Enter the money barons. They bought from the kids, the houses the intellectuals carefully planned and built. Some tore them down to erect banks, supermarkets, and other commercial ventures. Others constructed mansions flaunting their new-found wealth - the politician, the customs officer, and the business man who struck gold skimming off federal contracts. They filled Ogunpa's springs with cement and dammed the tributaries.

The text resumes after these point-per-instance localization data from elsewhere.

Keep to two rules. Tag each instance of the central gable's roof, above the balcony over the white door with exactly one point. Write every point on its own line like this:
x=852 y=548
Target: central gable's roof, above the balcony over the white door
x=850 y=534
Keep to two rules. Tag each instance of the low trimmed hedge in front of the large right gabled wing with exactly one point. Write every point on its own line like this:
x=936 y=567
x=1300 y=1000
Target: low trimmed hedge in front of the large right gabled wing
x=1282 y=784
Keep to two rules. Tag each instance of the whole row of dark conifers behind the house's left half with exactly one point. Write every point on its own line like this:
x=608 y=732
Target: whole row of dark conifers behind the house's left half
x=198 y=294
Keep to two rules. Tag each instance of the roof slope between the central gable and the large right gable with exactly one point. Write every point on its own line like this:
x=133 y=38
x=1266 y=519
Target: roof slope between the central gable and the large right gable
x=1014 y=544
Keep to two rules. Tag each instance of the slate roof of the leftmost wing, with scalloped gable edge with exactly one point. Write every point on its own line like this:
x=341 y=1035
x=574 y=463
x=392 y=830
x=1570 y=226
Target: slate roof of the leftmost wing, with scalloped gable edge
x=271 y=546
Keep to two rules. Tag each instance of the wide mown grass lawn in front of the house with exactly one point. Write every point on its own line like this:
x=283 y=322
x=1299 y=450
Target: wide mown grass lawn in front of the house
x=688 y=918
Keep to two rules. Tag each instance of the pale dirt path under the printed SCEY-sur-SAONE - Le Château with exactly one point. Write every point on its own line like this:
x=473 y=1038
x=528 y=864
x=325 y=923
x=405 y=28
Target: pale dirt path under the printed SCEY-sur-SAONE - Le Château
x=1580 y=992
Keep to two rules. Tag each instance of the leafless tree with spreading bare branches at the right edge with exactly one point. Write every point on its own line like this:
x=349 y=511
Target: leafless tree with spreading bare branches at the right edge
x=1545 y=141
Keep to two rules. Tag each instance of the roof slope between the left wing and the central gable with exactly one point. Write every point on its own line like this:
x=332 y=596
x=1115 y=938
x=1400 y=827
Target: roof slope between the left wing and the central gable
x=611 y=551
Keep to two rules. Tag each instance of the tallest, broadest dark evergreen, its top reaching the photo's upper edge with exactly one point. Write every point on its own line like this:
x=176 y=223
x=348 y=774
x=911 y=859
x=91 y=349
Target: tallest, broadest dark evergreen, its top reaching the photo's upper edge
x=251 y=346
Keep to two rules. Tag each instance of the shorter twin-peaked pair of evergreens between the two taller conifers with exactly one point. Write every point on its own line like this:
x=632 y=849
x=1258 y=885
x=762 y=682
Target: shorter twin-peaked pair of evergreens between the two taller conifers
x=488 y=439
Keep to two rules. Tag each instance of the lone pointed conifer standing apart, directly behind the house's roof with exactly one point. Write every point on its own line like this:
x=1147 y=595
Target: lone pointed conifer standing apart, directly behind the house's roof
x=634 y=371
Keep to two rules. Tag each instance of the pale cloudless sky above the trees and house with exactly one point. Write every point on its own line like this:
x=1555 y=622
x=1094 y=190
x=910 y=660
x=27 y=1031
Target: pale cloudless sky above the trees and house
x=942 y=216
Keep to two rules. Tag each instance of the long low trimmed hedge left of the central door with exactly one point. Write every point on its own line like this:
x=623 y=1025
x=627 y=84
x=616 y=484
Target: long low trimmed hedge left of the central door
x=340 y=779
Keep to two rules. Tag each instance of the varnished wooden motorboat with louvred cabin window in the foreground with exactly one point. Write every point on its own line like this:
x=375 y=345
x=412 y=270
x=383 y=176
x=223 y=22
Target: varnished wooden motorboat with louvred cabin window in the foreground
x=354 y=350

"This area is not zoned for commercial buildings," the remnant of the intellectuals complained, "you're violating the code." They reported the miscreants to the housing authorities. When the parched housing inspector came around, the money barons fed him. They gave him transportation funds, so he could flee the scorching sun roasting the bricklayers constructing their edifices to avarice.

Now, in the dry season, Ogunpa appears no bigger than a stream at Ashi, Tewogbade, Salami Estates, and environs. But come the rains, se, se, se on the rooftops, and Ogunpa roars into abundance. Joined by its tributaries and springs, the river floods. Trackers tell us Ogunpa flooded its banks in 1960, 1963, 1977, 1978, 1980, 2011, and 2012.

After ten hours of rain which caused tremendous flooding in 1999, the Oyo State government embarked on the Channelization project. Its aim was to demarcate the river's banks and to channel its meandering. The project, split by several kilometers, was awarded to different companies. Some executed the project, others absconded with the award.

When the rains begin, as in yesteryears, the money barons like other Ibadan indigenes and the business man who struck gold skimming off federal contracts, flock to their houses of worship to pray Ogunpa would not flood.